Recent

Author Topic: [solved] Case with unicode switch and -FcUTF8  (Read 6974 times)

Ocye

  • Hero Member
  • *****
  • Posts: 518
    • Scrabble3D
[solved] Case with unicode switch and -FcUTF8
« on: October 14, 2015, 11:29:45 am »
I use case with string labels in my program. Something like:
Code: Pascal  [Select][+][-]
  1. procedure Greetings(aLanguage: string);
  2. begin
  3.   case aLanguage of
  4.    'English': writeln('Hello World');
  5.    'Deutsch': writeln('Hallo Welt');
  6.    'Français': writeln('Salute Monde'); //error
  7.    'Русский': writeln('приве́т мир'); //error
  8.   end;
  9. end;
Having the option -FcUTF8 set (RTL with UTF8 support), the compiler complains "Constant and CASE types do not match" for the labels with UTF8 codepoints. Do I really need to type cast or convert?

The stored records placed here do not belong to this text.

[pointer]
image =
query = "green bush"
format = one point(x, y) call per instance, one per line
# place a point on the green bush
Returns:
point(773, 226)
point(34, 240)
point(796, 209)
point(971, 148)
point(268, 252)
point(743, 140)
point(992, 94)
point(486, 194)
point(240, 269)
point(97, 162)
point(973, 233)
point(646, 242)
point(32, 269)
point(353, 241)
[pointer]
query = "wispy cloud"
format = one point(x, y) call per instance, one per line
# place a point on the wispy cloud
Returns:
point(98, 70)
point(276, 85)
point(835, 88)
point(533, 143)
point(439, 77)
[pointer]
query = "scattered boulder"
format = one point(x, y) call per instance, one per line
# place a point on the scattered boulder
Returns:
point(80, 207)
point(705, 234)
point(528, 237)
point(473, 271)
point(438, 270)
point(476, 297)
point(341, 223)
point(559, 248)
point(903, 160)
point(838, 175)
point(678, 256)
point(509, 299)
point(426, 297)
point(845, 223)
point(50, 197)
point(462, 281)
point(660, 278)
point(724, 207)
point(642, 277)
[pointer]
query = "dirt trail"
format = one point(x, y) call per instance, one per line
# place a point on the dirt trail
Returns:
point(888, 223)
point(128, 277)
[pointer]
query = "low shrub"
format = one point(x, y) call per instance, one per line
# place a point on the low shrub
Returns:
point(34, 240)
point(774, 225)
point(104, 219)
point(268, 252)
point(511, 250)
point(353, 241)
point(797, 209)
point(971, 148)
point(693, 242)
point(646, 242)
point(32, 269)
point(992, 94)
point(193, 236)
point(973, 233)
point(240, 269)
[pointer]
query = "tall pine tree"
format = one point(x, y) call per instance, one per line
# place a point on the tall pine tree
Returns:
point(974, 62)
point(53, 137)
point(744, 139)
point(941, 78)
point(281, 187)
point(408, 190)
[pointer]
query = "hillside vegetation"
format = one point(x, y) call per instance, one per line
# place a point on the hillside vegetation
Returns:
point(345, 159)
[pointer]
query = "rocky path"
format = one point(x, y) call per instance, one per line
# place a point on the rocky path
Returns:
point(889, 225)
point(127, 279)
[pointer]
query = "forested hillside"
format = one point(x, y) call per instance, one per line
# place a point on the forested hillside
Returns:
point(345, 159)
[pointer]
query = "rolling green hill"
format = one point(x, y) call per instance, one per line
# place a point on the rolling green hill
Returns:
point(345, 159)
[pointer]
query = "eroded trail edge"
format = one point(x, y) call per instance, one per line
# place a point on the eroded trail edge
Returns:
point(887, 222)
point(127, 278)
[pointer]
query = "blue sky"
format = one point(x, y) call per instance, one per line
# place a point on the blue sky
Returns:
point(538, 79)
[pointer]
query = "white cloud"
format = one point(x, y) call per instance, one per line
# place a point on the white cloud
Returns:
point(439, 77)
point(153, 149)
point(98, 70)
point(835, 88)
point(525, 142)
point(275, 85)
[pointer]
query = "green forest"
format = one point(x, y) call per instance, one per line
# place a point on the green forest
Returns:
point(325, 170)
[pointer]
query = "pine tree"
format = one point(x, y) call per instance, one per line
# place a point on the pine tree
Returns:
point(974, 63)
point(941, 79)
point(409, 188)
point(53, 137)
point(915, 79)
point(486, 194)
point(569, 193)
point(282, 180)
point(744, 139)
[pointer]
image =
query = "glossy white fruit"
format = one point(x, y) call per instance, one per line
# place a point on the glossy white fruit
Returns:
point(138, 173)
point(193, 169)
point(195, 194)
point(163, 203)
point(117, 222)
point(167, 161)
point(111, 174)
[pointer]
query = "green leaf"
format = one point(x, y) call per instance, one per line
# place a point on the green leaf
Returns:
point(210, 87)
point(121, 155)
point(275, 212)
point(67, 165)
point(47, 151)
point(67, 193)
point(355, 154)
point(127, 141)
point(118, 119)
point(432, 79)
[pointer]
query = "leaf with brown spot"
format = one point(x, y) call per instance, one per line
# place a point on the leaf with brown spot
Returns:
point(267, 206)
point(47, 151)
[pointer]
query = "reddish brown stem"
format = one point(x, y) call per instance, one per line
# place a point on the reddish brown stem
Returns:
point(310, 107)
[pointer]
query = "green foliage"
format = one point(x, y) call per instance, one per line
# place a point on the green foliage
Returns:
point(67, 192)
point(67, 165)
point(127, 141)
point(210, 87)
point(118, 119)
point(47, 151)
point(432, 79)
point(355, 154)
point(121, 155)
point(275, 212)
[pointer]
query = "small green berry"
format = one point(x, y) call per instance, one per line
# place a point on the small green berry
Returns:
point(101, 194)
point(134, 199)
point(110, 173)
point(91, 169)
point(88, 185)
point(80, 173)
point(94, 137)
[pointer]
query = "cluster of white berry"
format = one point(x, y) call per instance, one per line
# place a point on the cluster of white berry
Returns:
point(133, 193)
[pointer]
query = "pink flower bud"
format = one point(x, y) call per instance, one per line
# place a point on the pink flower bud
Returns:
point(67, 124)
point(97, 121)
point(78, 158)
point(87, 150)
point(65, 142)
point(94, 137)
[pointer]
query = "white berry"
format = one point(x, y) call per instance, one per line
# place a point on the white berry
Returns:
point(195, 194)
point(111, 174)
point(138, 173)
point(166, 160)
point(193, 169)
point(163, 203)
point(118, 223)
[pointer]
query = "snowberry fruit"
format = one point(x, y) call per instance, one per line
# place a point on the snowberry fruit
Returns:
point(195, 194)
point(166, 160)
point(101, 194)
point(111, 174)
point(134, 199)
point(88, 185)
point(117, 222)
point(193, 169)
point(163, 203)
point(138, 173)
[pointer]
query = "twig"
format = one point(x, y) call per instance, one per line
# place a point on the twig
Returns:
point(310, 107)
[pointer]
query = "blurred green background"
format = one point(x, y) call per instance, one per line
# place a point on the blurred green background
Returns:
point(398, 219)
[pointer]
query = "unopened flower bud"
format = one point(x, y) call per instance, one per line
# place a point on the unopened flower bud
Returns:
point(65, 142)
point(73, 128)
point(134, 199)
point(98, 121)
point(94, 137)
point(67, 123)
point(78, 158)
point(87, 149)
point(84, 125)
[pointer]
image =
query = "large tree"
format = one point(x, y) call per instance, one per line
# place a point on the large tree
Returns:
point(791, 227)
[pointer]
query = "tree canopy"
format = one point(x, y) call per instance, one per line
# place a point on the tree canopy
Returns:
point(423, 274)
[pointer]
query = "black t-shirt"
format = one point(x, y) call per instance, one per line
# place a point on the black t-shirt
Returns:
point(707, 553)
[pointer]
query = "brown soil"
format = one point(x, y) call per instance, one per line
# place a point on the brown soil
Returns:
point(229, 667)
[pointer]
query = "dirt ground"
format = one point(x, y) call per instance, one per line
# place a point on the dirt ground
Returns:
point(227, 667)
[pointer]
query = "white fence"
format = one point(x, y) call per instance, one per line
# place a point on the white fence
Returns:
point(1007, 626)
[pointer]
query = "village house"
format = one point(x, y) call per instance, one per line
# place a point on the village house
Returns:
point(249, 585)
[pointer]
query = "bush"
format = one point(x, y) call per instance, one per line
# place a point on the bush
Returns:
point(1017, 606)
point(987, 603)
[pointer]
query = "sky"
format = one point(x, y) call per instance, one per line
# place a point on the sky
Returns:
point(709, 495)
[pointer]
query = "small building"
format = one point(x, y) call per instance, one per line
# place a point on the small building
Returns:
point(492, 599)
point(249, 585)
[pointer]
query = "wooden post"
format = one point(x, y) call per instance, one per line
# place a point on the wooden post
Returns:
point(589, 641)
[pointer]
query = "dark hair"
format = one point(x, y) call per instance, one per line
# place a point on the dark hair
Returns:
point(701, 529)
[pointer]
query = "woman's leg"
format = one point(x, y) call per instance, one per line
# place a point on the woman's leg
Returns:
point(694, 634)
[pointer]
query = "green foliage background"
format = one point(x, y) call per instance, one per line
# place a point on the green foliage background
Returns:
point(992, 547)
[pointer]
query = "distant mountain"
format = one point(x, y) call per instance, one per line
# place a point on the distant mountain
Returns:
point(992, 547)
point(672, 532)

Lazarus 1.5 rUnknown FPC 3.0.0 i386-win32-win32/win64
« Last Edit: October 16, 2015, 10:57:37 am by Ocye »
Lazarus 1.7 (SVN) FPC 3.0.0

JuhaManninen

  • Global Moderator
  • Hero Member
  • *****
  • Posts: 4474
  • I like bugs.
Re: Case with unicode switch and -FcUTF8
« Reply #1 on: October 14, 2015, 02:28:55 pm »
http://wiki.freepascal.org/Better_LCL_Unicode_Support

We must also support programs / apps with the default string type (local code page), without the new UTF-8 system.
It apparently causes a swamp of nasty issues but they must listed somewhere and solved as well as possible.
I try to improve the wiki page in near future ...
Mostly Lazarus trunk and FPC 3.2 on Manjaro Linux 64-bit.

balazsszekely

  • Guest
Re: Case with unicode switch and -FcUTF8
« Reply #2 on: October 14, 2015, 02:43:02 pm »
That case hurts my eyes, but I guess it's just personal preference:

Code: Pascal  [Select][+][-]
  1. type
  2.   TLanguage = (EN, DE, FR, RU);
  3.  
  4. procedure Greetings(const aLanguage: TLanguage);
  5. begin
  6.   case aLanguage of
  7.    EN: WriteLn('Hello World');
  8.    DE: WriteLn('Hallo Welt');
  9.    FR: WriteLn('Salute Monde');
  10.    RU: WriteLn('приве́т мир');
  11.   end;
  12. end;
  13.  
  14. //...
  15. Greetings(EN);
  16.  
  17.  

Roland57

  • Sr. Member
  • ****
  • Posts: 423
    • msegui.net
Re: Case with unicode switch and -FcUTF8
« Reply #3 on: October 14, 2015, 02:46:30 pm »
Hello! This seems to work:

Code: Pascal  [Select][+][-]
  1. 'Fran'#$C3#$A7'ais': writeln('Salute Monde');
My projects are on Gitlab and on Codeberg.

Bart

  • Hero Member
  • *****
  • Posts: 5290
    • Bart en Mariska's Webstek
Re: Case with unicode switch and -FcUTF8
« Reply #4 on: October 14, 2015, 03:11:27 pm »
What is the encoding of the source-file in question?
The description leads me to believ the souce-file is not UTF8-encoded, and therefore (when specifying FcUTF8) the 'Français' is then a malformed string, and the compiler cannot handle it as a case label?

Bart

Ocye

  • Hero Member
  • *****
  • Posts: 518
    • Scrabble3D
Re: Case with unicode switch and -FcUTF8
« Reply #5 on: October 14, 2015, 03:17:00 pm »
It apparently causes a swamp of nasty issues...
And I'm completely confused now ;-)
Is there a 'small' compiler switch like {$UTF8+/-}?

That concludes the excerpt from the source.